Project: Research project

Project Details

Description

Current approaches for electric power generation from nanoscale conducting or semiconducting layers in contact with moving aqueous droplets are promising as they show efficiencies of around 30%, yet they pose challenges regarding fabrication (multistep processes involving exfoliation, atomic layer deposition, and/or chemical vapor deposition) and scaling (the structures are feasible to prepare over cm2 areas but the energy conversion scales with surface area, so m2 areas are desirable). Indeed, there has been no single-step synthesis approach for preparing energy transducers that is also feasible for covering large (m2) areas until now. Moreover, use of aqueous droplets pose performance limitations due to drop size (surface tension of water) and drop speed (terminal velocity on earth).
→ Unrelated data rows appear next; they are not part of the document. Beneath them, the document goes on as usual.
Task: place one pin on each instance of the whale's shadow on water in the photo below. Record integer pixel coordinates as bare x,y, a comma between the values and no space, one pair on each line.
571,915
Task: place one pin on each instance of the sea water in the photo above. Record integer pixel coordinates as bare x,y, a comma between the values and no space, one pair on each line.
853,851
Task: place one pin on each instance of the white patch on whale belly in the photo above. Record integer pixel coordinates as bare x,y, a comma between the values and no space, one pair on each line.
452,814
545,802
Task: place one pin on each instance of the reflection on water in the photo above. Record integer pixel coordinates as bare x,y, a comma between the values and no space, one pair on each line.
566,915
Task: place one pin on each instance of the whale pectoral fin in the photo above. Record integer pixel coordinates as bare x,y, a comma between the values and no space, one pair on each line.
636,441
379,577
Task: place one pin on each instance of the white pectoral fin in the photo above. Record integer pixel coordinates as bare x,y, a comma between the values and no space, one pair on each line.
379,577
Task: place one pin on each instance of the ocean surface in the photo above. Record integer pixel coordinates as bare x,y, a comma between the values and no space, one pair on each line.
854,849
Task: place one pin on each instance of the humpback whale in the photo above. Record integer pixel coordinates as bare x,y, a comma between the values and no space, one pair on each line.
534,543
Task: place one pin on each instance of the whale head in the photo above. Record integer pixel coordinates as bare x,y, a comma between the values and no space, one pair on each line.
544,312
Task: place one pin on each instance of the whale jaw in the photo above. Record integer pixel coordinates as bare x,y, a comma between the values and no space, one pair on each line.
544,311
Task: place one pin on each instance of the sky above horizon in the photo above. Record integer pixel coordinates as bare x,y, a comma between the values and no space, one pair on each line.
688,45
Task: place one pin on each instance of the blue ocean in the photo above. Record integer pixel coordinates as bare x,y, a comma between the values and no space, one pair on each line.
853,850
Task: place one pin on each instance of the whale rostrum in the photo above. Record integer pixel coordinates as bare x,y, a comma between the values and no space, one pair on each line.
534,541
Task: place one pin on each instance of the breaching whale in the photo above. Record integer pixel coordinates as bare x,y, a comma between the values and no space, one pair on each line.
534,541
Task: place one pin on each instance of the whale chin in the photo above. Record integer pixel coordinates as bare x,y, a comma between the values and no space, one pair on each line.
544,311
This project overcomes two key challenges: the first is to prepare and evaluate, at reasonable speed, a number of single- and dual-element all-inorganic nanoarchitectures synthesized in a single step over large areas to pursue an exploratory investigation into the principles and limits of operation involving energy conversion from flowing salinity gradients over nanoscale metal layers. The second is to pursue experiments and computer simulations aimed at elucidating the dynamics and the mechanism of operation so as to further extend the limits of operation and performance inside continuous liquid flow cells.
StatusFinished
Effective start/end date6/7/196/6/21

Funding

  • Army Research Office (W911NF1910361)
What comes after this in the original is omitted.